El pretexto para dar inicio a
Guayacanal es un viaje que el narrador, William, quiere hacer a Manzanares, junto a Mario. Ahí se asentaron, hace más de 150 años, sus bisabuelos Benedicto y Rafaela, a quienes no conoció, pese a que guarda remembranzas imborrables de ellos y del clan que fundaron. Por un motivo u otro, William nunca ha podido conocer esa localidad, antes situada en una zona inalcanzable y en el presente de acceso relativamente fácil, gracias a modernas carreteras. De alguna manera,
Guayacanal es una lección sobre la geografía en Colombia, en especial la sabana bogotana, las cumbres cordilleranas de Antioquia y el inmenso río Magdalena. Con todo, el lirismo y el poder expresivo en la prosa de Ospina hacen que nos desplacemos de un sitio a otro sin pedanterías pedagógicas.
En el fondo,
Guayacanal pasa a ser una serie de relatos repletos de alegría, de fiestas populares, de música, de gente inverosímil, de magia y hechicería, de descripción de una naturaleza desbordante, maravillosa, deslumbrante, en cierta medida todavía descontaminada, así como también de hombres odiosos y crímenes terribles, que se han originado en la violencia, ese estigma que siempre ha marcado a la patria de Bolívar. No obstante, Ospina hace un distingo clave entre la violencia de ayer y la de hoy. La primera consistía en riñas, disputas territoriales, luchas entre grupos rivales, desacuerdos políticos y si bien se traducía en hechos de sangre, era, en buena medida, una impetuosidad limpia. La de ahora, bueno, todos sabemos cómo es.
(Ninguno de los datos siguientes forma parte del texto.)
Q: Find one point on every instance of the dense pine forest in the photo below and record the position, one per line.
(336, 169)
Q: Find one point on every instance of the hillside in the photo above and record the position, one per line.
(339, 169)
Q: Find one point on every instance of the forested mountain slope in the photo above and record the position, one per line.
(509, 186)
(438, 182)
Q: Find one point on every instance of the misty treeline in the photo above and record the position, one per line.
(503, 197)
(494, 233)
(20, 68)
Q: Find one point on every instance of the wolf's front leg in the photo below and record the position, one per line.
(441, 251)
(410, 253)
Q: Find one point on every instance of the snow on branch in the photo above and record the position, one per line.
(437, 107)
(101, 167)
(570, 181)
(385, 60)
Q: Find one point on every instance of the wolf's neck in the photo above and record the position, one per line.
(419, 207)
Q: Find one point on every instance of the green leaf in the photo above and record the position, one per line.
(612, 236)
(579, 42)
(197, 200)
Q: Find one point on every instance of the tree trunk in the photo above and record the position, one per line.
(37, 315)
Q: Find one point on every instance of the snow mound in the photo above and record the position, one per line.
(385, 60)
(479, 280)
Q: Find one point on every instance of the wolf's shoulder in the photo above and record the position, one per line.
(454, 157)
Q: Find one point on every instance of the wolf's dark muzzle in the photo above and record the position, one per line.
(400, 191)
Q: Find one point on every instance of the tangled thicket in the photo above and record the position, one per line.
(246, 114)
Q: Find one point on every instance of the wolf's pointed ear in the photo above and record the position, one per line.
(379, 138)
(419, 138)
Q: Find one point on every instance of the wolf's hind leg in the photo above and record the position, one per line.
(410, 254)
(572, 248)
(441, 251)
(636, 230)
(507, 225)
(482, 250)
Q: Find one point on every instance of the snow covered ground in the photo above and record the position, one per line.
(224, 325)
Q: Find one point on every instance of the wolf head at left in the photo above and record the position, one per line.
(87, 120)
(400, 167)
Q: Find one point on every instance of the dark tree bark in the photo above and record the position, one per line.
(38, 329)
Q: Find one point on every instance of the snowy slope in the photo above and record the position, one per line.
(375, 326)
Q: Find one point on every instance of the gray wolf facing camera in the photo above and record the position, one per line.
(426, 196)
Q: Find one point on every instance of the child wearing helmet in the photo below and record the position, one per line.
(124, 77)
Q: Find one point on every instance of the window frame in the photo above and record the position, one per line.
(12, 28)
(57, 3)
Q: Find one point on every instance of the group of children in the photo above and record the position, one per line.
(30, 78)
Guayacanal no sería lo que es si no consistiera en una profunda meditación en torno a una Colombia fenecida —destruida, en palabras de Ospina—, una memoria de épocas extintas, un recordatorio de seres humanos desaparecidos, una invocación del espíritu de todo un pueblo. En ese sentido, la búsqueda de la infancia por parte del protagonista, bien podría ser la indagación de su vida íntegra, un proceso que es, desde luego, interminable y forzosamente imperfecto. Y aquí salen a relucir, con brío y gran poder narrativo, sus bisabuelos Benedicto y Rafaela (el volumen está ilustrado con antiguas fotografías de ellos y otros parientes y amigos de William). Aun así, quien se roba la película es Rafaela. Cuando los varones hacían lo que querían e iban donde les diera la gana, Rafaela, sin importarle un ápice lo que dijeran los machos, llevaba a sus hijas, sus sobrinas y sus amigas a cuanto baile y entretención quisieran asistir y su razonamiento era imbatible: ¿por qué nos vamos a privar de pasarlo bien si los otros ni siquiera nos piden permiso para ausentarse semanas o meses? Claro que esto ahora suena de lo más natural, por más que hace siglo y medio fuese una herejía.